1. Свое и чужое в кастрационной перспективе

We use cookies. Read the Privacy and Cookie Policy

1. Свое и чужое в кастрационной перспективе

1.1.1. Кастрационный характер не исчерпывается теми свойствами, которые мы уже назвали. Одна из его дальнейших черт определяется тем, что он не имел бы значения, если бы свое (собственный половой признак личности) не было бы для него чужим (отторгаемым, отчуждаемым).

Носитель кастрационного синдрома вынужден мыслить свое, данное органам чувств, имманентное как получающее смысл в отношении к чужому, инобытийному, трансцендентному. В этом пункте кастрационная личность отчасти совпадает с такими характерами, как истерический (истерик не знает, где кончается свое и начинается чужое) или шизоидный (шизоид всецело переживает себя в Другом).

Названной группе характеров противостоит такое семейство психотипов, для которого чужое оказывается значимым лишь в зависимости от своего. Сюда относится, например, эдипальная личность, желающая заместить собой другого, находящегося в более сильной, чем она сама, позиции. В этот же класс входит садист, делающий объект зависимым от субъекта.
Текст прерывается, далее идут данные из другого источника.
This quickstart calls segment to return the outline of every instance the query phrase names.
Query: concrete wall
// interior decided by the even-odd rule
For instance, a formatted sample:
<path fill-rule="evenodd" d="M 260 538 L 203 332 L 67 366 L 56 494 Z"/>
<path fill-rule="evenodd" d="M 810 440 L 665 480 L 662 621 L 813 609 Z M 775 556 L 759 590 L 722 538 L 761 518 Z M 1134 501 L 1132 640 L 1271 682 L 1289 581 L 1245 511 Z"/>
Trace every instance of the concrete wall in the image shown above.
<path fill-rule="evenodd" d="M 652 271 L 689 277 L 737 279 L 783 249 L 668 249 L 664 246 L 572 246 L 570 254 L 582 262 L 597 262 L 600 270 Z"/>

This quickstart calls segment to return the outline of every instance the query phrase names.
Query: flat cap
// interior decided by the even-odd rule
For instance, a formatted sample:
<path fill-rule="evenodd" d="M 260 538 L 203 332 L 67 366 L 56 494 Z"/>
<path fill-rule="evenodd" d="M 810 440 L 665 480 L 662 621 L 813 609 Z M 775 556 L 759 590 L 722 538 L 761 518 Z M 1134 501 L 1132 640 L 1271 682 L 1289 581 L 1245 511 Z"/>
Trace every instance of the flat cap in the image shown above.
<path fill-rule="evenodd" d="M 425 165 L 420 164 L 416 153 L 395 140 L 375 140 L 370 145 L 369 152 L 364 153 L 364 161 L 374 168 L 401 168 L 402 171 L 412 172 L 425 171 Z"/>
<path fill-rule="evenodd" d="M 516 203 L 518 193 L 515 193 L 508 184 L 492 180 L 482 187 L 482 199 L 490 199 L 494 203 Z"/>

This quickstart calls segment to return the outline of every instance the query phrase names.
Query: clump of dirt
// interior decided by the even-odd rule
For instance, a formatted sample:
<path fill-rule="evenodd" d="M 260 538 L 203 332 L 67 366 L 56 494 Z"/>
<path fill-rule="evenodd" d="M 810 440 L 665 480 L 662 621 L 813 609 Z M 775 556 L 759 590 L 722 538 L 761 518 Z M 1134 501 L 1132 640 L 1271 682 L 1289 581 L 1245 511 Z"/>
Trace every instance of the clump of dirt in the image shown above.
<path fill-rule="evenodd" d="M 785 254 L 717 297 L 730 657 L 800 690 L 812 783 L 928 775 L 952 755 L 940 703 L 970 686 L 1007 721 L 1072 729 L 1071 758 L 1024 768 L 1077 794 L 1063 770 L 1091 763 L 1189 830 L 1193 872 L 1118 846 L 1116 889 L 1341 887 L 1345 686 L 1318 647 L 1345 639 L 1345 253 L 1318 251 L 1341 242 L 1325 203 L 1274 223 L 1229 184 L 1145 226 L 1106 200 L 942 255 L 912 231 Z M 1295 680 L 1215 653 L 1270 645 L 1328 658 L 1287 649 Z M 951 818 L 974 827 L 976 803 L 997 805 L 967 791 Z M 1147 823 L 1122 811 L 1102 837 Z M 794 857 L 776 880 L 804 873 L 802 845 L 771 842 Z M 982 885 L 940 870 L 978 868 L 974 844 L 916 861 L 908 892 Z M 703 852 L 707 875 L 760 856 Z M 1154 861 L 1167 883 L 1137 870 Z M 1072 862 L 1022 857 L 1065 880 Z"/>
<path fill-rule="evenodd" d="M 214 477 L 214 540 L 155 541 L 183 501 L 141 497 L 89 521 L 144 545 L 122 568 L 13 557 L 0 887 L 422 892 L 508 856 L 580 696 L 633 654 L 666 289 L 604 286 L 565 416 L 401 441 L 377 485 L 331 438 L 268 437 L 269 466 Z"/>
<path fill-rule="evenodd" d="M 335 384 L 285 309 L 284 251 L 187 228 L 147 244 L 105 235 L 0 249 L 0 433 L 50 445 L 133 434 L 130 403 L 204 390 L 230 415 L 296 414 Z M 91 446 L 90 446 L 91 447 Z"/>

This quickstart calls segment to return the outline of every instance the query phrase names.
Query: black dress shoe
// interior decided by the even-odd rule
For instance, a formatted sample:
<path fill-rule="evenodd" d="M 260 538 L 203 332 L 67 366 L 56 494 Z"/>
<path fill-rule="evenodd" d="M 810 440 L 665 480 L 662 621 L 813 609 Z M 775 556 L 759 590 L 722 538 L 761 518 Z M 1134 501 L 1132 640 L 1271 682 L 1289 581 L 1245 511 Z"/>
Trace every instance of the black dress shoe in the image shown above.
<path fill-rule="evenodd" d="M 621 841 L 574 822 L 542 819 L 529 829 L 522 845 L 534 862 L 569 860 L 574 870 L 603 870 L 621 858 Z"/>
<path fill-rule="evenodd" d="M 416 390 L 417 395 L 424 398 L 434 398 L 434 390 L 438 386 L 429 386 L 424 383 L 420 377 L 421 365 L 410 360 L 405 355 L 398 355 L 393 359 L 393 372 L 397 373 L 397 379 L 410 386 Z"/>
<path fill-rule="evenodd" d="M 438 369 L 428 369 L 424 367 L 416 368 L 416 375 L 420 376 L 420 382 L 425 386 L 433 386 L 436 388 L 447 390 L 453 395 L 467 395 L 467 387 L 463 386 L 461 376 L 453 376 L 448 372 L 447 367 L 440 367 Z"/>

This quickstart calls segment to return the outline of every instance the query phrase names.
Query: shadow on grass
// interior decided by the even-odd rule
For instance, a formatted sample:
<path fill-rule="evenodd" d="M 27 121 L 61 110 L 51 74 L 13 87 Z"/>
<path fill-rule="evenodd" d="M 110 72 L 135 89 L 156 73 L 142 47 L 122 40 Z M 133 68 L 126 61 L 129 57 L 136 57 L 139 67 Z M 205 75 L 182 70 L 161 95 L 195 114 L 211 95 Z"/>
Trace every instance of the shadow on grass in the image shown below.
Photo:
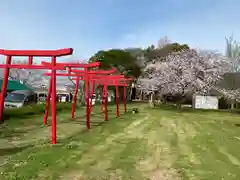
<path fill-rule="evenodd" d="M 235 124 L 235 126 L 240 127 L 240 124 L 237 123 L 237 124 Z"/>
<path fill-rule="evenodd" d="M 25 130 L 15 130 L 15 129 L 10 129 L 10 128 L 3 128 L 0 131 L 0 138 L 19 137 L 26 133 L 27 133 L 27 131 L 25 131 Z"/>
<path fill-rule="evenodd" d="M 22 152 L 30 147 L 32 147 L 32 145 L 0 149 L 0 156 L 13 155 Z"/>
<path fill-rule="evenodd" d="M 149 107 L 150 108 L 150 107 Z M 174 111 L 174 112 L 188 112 L 188 113 L 206 113 L 206 112 L 217 112 L 217 113 L 234 113 L 234 114 L 240 114 L 239 109 L 194 109 L 190 107 L 177 107 L 174 105 L 157 105 L 154 109 L 161 109 L 165 111 Z"/>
По ходу последующего изложения (в B. II.1.2.1) нам еще придется говорить о том, в каких особенностях психогенеза коренится распадение самых разных характеров (и — соответственно — психодиахронических систем) на два сверхкласса. Проведенная нами дифференциация во многом перекликается с той дихотомией Фрейда («Neurose und Psychose» (1924), «Der Realit?tsverlust bei Neurose und Psychose» (1924)), согласно которой личности делятся на невротиков (подавляющих Es (= Triebleben), бегущих своего желания, т. е. подменяющих свое чужим) и психотиков (подчиняющих внешнюю реальность (?ber-Ich) их желанию (Es), перестраивающих ее на свой лад, делающих, скажем мы, из чужого свое)[75]. Несмотря на эту перекличку мы воздержимся от применения терминов Фрейда, которые имеют в психиатрии и иное значение, чем то, которое он в них вкладывал. Условимся называть первый из наших психических сверхклассов отчуждающим и второй — приобщающим.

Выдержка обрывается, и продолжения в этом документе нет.